Saturday afternoon, after the beach, we started out for Burnt Store Marina. We decided to leave that afternoon because the weather was supposed to change with strong winds coming in on Sunday. One and a half miles south of the anchorage we went through the Boca Grande Causeway swing bridge. This is a relatively new bridge, with the remains of the old bridge still in place, steel uprights sticking out of the water just 30 feet south of the new bridge. As soon as we cleared the swing bridge the sound of the engine exhaust started to change into a deeper growl. As soon as I said something to Bob the overheat light came on and an ear piercing alarm started to sound. We had to continue motoring until we had cleared the old bridge remains even though the alarm was still sounding. There was a smell of burning rubber as I steered the boat off the GICW to anchor and turn off the engine.

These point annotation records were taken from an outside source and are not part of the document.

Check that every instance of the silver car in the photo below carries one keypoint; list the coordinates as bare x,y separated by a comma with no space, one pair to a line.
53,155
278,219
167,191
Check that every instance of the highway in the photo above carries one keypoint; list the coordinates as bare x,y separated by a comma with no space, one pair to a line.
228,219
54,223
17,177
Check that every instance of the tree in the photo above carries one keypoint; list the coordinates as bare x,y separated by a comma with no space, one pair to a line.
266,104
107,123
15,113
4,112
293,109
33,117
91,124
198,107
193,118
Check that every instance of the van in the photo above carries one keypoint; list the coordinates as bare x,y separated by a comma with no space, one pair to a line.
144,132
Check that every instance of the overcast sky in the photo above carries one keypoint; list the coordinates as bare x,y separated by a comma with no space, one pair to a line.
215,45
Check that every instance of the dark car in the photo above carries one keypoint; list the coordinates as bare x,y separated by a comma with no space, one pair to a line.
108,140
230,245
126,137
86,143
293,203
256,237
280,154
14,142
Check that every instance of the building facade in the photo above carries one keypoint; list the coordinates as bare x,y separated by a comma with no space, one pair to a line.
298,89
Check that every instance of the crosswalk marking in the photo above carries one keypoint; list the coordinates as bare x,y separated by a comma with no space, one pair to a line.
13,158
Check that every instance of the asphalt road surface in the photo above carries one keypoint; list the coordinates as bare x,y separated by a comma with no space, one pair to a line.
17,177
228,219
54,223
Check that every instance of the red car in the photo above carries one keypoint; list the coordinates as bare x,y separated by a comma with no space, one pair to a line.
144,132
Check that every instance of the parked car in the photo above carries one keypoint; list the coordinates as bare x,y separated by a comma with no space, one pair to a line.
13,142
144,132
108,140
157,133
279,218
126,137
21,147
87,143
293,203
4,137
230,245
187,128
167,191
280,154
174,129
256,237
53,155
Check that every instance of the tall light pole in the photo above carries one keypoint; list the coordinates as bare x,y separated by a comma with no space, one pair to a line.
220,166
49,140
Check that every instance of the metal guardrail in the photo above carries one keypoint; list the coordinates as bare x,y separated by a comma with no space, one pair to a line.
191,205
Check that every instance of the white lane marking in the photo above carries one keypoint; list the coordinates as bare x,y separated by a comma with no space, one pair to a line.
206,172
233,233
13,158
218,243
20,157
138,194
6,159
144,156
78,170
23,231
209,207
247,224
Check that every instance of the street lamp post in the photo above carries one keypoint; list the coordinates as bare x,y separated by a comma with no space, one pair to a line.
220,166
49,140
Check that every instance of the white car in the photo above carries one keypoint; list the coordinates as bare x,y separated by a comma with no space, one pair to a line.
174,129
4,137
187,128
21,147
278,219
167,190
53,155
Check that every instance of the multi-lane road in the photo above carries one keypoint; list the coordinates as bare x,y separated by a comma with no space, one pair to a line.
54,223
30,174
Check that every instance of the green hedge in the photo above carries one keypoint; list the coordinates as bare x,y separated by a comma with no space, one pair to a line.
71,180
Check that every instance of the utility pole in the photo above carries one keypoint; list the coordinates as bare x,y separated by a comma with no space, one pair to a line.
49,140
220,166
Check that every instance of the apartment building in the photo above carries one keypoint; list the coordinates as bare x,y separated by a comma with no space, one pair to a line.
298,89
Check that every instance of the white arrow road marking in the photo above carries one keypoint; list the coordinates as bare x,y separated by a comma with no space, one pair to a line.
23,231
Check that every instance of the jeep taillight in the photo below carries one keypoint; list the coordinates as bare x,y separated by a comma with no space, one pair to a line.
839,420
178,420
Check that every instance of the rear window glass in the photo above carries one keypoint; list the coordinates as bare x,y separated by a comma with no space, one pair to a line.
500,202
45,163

I am so proud of Bob and what he was able to do. He quickly diagnosed the problem - there was no water coming in through the through-hull for the engine. Unable to clear the through-hull he re-plumbed the hoses so that the through-hull for the generator could be used. Even though we didn’t have the right length hose, he was able to use a hose barb to connect the short section of hose we did have so that we were underway in about an hour. Bill and Michael, on our buddy boat Aquila, stayed right with us even though I told them to go on, so that they were available if we needed their help – great friends!

Once underway, we were only five miles from Charlotte Harbor where we were able to turn east and put up our main sail. We had a glorious sail on a beam reach for 10 miles back to the marina. It felt good to tie up back on R dock, connect the shore water and power, and turn on the air-conditioning.

We have had a slow, persistent sea water leak in the engine compartment for most of the winter. Bob has tried on multiple occasions to determine where the water was coming from. Sunday morning while re-plumbing the engine through-hull back the way it was before the overheating, he noticed a salt trail from the through-hull that belongs to the propane locker drain. Propane lockers have to have a hose that allows a possible gas leak to drain directly out the bottom of the boat. This prevents gas from accumulating in the sail locker which could blow up if it comes in contact with a flame. The hose was original equipment and had deteriorated over the years, with multiple cracks. When traveling under motor the back end of the boat squats a bit, causing the through hull to submerge and permitting sea water to dribble into the engine area. Bob replaced the hose and hopefully solved the water issue. This was the silver lining to the overheating incident.

Faulty Hose

Now back at Burnt Store, we have had time to relax a bit, do laundry, replenish the pantry, play bingo, prepare for Passover and learn how to play pickle ball with David and Rhonda. We have ridden our bikes around the neighborhood and I am happily back at yoga.

Rounding Cape Horn

Not a bad place to stick and stay for a while. The boat comes out of the water May 15, and we are going to try to get a little bit of the decommissioning projects done every day so it does not all wait for the last minute. We will also go on a few overnight trips and want to get our fishing gear out. So much to do….as the adventure continues.

Candles and flowers for Pesach. Michael and Bill are joining us for Seder. Their first Seder experience.